Copyright © 2017 Sungwook Kim. This is an open access article distributed under the Creative Commons Attribution License, which permits unrestricted use, distribution, and reproduction in any medium, provided the original work is properly cited.

Abstract

For current and future cellular networks, small cell structure with licensed and unlicensed bandwidth, caching content provisioning, and device-to-device (D2D) communications is seen as a necessary architecture. Recently, a series of control methods have been developed to address a myriad of challenges in next-generation small cell networks. In this study, we focus on the design of novel D2D-enabled small cell network control scheme by allowing caching and unlicensed D2D communications.
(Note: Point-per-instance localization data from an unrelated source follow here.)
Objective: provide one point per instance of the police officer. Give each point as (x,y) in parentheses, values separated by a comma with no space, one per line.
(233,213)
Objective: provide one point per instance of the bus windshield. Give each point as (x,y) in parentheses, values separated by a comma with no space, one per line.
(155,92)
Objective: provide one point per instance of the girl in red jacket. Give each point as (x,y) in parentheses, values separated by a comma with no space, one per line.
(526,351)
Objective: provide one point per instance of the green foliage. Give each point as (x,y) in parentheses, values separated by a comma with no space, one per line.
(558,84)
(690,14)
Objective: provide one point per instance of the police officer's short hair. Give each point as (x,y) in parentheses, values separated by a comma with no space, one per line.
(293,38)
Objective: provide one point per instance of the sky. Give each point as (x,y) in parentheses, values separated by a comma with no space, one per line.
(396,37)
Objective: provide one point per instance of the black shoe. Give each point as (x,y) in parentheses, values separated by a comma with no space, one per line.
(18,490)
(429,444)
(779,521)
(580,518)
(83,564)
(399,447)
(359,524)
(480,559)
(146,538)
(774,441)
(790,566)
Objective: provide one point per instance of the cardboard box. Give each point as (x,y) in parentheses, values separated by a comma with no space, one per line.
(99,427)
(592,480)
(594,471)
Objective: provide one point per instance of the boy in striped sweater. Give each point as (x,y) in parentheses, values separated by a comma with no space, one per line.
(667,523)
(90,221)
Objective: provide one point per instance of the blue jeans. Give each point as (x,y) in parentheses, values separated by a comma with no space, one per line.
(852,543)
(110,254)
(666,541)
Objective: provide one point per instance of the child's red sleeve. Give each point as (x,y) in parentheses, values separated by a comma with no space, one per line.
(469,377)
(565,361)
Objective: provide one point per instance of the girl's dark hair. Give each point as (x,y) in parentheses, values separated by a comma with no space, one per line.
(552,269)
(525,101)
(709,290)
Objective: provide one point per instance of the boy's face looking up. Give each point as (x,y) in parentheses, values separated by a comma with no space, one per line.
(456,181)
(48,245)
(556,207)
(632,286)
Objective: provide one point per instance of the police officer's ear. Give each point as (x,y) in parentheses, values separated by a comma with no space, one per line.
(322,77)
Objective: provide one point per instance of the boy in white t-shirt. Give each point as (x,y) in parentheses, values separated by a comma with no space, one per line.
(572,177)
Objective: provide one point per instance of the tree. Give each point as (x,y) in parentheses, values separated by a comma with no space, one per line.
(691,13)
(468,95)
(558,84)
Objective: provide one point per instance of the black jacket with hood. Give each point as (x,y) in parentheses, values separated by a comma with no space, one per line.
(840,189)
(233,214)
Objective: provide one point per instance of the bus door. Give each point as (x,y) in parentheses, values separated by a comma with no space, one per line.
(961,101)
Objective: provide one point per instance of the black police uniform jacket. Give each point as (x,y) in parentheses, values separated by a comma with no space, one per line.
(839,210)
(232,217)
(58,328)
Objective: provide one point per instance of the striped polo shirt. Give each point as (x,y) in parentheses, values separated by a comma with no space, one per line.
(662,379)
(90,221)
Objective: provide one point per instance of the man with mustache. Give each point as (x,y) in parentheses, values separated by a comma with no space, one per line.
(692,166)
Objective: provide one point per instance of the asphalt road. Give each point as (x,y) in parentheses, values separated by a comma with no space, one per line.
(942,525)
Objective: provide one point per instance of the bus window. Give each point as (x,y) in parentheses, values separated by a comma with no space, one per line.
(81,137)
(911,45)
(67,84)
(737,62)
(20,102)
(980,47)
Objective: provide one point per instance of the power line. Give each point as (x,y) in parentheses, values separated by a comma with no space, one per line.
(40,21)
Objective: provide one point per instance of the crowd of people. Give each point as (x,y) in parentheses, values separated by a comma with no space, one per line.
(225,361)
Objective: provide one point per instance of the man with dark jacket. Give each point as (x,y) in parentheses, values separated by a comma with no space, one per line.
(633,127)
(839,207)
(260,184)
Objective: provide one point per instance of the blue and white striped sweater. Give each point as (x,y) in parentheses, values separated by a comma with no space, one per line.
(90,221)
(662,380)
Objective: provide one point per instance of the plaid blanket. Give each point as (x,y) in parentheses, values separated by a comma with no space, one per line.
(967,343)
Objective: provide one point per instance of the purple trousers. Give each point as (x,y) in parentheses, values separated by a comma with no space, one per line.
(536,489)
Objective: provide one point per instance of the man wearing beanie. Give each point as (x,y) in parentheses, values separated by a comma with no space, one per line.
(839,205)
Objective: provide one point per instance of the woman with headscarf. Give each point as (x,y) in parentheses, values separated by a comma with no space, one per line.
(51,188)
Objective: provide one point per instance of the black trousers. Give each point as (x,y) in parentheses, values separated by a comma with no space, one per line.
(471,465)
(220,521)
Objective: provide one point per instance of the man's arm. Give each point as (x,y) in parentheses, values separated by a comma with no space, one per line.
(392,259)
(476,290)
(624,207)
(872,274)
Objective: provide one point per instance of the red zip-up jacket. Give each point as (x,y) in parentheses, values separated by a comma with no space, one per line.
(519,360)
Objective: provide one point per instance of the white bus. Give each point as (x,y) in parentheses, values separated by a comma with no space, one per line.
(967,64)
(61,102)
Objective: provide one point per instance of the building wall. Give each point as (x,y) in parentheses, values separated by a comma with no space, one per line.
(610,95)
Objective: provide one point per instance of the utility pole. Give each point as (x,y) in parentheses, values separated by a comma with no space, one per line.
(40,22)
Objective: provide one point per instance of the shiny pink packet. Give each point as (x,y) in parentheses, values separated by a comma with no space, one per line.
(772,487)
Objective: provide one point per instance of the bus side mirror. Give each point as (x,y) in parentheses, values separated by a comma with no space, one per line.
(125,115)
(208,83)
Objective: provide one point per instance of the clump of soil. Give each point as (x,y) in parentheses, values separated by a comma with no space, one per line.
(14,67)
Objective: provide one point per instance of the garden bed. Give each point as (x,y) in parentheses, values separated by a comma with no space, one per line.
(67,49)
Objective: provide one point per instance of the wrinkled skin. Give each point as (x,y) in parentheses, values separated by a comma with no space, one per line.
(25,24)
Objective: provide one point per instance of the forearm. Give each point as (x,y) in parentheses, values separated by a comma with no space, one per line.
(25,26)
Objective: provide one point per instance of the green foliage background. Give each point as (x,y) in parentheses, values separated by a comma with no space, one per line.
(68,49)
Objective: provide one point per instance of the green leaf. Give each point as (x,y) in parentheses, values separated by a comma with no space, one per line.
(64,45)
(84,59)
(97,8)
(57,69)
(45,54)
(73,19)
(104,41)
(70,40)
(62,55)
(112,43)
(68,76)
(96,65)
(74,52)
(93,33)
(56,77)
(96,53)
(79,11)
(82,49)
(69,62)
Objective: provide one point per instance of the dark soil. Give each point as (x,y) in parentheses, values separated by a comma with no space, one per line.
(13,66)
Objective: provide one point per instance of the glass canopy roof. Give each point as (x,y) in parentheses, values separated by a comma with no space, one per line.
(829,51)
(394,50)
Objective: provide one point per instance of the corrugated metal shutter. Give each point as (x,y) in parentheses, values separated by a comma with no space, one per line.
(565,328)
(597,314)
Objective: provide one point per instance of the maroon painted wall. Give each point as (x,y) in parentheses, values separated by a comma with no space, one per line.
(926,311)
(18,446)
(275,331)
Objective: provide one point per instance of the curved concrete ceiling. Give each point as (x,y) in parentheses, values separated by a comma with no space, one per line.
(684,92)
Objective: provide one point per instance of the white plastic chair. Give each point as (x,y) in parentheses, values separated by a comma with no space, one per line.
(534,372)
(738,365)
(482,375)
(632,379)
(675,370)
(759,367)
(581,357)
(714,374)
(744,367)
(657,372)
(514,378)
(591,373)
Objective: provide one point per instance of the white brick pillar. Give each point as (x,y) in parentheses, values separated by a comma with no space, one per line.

Motivated by game theory and learning algorithm, the proposed scheme adaptively selects caching contents and splits the available bandwidth for licensed and unlicensed communications. Under dynamically changing network environments, we capture the dynamics of the network system and design a new dynamic Stackelberg game model. Based on a hierarchical and feedback based control manner, small base stations and users can be leaders or followers dynamically while improving 5G network performance. Simulations and performance analysis verify the efficiency of the proposed scheme, showing that our approach can outperform existing schemes by about 5%15% in terms of bandwidth utilization, cache hit ratio, and system throughput.